А сам ревет, слезами уливается. Хозяйка даже плюнула.
– Эх ты, – говорит, – погань, пустая порода! И умереть не умеешь. Смотреть на тебя – с души воротит.
Повела рукой, и приказчик по самую маковку зеленью зарос. Как глыба большая на его месте стала. Хозяйка подошла, чуть задела рукой, глыба и свалилась, а Хозяйка как растаяла.
А в горе переполох. Ну, как же – штольня обвалилась, а туда приказчик со всей свитой ушел. Не шутка дело. Народ согнали. Откапывать стали. Наверху суматоха тоже поднялась. Барину в Сысерть нарочного послали. Горное начальство из города на другой день прикатило. Дня через два отрыли приказчиковых-то слуг. И вот диво! Которые хуже-то всех были, те все мертвые, а кои хоть маленько стыд имели, те только изувечены.
Всех нашли, только приказчика нету. Потом уж докопались до какого-то неведомого забоя. Глядят, а на середине глыба малахиту отворочена лежит. Стали оглядывать ее и видят – с одного-то конца она шлифована.
“Что, – думают, – за чудо.
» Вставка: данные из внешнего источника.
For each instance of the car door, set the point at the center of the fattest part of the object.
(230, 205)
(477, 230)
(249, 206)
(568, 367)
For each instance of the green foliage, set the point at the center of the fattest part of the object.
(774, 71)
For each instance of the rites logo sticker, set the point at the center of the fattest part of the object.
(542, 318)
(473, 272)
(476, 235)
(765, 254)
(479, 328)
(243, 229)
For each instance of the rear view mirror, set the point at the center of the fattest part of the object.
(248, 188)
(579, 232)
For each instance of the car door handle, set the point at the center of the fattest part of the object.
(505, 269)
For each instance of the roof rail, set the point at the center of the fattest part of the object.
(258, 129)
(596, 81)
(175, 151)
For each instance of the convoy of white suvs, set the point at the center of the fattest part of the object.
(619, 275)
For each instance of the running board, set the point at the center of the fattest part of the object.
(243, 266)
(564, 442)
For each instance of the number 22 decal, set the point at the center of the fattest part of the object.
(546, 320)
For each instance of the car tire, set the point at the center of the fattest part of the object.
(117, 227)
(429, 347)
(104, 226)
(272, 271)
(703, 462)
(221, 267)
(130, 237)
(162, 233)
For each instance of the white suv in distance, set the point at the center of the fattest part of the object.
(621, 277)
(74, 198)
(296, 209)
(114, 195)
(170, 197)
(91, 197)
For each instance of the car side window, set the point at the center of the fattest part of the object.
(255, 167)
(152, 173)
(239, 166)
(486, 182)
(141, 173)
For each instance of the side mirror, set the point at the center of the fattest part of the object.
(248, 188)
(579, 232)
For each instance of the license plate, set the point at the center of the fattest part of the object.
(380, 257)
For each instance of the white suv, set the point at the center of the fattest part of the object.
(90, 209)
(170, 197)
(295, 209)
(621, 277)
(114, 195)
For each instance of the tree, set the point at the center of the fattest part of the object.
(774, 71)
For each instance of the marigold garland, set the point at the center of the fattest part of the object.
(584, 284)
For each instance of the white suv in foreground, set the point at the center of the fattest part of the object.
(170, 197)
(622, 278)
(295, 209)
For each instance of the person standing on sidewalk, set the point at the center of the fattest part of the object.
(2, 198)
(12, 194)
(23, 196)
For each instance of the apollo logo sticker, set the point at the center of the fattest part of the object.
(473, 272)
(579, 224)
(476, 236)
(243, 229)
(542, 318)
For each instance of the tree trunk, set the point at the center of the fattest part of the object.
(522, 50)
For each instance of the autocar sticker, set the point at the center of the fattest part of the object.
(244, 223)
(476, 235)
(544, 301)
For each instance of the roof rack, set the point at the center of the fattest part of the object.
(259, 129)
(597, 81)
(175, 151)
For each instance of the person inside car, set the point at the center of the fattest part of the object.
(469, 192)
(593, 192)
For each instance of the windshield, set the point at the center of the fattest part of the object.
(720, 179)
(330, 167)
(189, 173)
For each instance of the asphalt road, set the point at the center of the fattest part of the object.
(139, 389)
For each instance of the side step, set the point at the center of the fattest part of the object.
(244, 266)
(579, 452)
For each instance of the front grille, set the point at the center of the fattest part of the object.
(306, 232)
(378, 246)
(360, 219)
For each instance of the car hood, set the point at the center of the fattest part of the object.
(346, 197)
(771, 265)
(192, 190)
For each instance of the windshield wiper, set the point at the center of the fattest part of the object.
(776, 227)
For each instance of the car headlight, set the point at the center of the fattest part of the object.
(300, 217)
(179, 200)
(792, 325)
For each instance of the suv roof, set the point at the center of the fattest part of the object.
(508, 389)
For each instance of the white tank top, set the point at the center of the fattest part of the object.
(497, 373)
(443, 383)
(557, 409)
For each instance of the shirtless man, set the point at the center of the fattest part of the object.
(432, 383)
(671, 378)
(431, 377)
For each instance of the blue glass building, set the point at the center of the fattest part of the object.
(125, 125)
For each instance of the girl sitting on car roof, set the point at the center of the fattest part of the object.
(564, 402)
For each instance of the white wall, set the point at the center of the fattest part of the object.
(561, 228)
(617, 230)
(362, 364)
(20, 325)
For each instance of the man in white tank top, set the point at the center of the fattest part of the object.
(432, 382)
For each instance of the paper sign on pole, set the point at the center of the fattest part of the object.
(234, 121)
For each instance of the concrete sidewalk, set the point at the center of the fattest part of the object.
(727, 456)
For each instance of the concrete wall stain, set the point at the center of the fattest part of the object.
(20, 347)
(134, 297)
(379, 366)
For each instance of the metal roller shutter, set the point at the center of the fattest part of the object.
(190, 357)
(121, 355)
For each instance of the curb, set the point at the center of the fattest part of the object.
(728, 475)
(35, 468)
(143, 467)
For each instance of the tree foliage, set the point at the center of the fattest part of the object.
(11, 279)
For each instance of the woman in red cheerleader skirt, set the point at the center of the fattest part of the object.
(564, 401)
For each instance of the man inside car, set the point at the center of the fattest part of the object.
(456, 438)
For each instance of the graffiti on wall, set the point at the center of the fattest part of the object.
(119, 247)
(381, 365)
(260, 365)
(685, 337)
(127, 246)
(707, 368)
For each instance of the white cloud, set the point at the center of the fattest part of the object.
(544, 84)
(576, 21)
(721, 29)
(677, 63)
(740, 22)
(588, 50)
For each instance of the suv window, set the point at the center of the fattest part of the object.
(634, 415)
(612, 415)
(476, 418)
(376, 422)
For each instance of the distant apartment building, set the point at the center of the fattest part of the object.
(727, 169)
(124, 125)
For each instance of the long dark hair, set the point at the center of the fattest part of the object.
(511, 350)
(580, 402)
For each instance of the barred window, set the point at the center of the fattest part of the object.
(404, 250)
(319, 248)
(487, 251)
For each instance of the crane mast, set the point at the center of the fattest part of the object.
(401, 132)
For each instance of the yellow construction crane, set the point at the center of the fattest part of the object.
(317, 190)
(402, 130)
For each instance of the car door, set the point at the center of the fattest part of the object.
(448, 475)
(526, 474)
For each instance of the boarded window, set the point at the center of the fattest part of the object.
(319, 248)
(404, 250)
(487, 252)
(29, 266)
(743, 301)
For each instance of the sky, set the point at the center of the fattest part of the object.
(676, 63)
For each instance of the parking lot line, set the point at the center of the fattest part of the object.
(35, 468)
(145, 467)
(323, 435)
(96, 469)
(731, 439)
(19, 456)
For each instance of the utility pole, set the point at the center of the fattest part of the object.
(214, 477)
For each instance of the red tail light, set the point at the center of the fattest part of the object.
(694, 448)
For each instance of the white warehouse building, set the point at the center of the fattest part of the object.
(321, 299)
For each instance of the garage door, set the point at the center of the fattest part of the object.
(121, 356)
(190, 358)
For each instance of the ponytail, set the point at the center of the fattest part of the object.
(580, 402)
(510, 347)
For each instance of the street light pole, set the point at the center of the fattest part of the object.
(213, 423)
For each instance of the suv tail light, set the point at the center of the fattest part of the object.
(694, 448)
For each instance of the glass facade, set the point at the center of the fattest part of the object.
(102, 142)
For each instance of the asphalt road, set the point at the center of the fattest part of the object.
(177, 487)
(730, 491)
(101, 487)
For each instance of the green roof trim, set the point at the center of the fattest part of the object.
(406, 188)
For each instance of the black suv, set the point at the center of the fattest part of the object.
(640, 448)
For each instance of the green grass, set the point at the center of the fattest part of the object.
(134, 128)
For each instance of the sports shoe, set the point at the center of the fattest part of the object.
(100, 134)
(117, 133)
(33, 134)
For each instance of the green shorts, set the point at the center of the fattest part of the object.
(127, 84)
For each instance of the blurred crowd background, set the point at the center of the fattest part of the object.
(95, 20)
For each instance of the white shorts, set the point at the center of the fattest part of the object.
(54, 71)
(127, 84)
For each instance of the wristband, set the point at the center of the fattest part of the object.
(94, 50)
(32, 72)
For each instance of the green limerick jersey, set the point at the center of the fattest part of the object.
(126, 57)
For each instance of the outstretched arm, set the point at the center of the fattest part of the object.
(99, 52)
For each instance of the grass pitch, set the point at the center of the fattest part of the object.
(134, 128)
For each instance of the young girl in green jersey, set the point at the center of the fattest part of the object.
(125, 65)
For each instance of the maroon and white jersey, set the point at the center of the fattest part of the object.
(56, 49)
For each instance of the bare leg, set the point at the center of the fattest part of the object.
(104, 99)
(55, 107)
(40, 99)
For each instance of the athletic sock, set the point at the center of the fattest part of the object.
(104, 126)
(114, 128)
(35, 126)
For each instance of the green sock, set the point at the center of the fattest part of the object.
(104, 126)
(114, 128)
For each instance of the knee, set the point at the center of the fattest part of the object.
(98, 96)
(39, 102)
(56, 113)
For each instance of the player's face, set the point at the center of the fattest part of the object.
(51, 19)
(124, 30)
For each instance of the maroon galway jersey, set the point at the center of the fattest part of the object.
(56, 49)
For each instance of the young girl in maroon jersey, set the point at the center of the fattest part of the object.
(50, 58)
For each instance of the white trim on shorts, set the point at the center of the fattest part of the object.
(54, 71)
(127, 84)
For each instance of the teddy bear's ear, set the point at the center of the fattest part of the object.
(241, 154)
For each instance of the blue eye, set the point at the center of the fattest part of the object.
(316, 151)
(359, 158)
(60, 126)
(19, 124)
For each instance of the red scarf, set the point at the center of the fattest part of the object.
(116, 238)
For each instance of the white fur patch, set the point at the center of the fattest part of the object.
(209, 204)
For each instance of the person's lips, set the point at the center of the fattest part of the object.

Кому тут малахит шлифовать?” Стали хорошенько разглядывать, да и увидели – посредине шлифованного места две подошвы сапожные. Новехоньки подошевки-то. Все гвоздики на них видно. В три ряда. Довели об этом до барина, а тот уже старик тогда был, в шахту давно не спускался, а поглядеть охота. Велел вытаскивать глыбу, как есть. Сколько тут битвы было! Подняли все ж таки. Старый барин, как увидел подошвы, так в слезы ударился:
– Вот какой у меня верный слуга был! – Потом и говорит: – Надо это тело из камня вызволить и с честью похоронить.
Послали сейчас же на Мрамор за самым хорошим камнерезом. А там тогда Костоусов на славе был. Привезли его. Барин и спрашивает:
– Можешь ты тело из камня вызволить и чтоб тела не испортить?
Мастер оглядел глыбу и говорит:
– А кому обой будет?
– Это, – говорит барин, – уж в твою пользу, и за работу заплачу, не поскуплюсь.
– Что ж, – говорит, – постараться можно. Главное дело – материал шибко хороший. Редко такой и увидишь. Одно горе – дело наше мешкотно. Если сразу до тела обивать, дух, я думаю, смрадный пойдет. Сперва, видно, надо оболванить, а это малахиту потеря.
Барин даже огневался на эти слова.
– Не о малахите, – говорит, – думай, а как тело моего верного слуги без пороку добыть.
– Это, – отвечает мастер, – кому как.
Он, вишь, вольный, Костоусов-то, был. Ну, и разговор у него такой. Стал Костоусов мертвяка добывать. Оболванил сперва, малахит домой увез. Потому стал до тела добираться. И ведь что? Где тело либо одежа были, там все пустая порода, а кругом малахит первосортный.
Барин все ж таки эту пустую породу велел похоронить как человека. А мастер Костоусов жалел:
– Кабы знатье, – говорит, – так надо бы глыбу сразу на распил пустить. Сколько добра сгибло из-за приказчика, а от него, вишь, что осталось! Одни подошвы.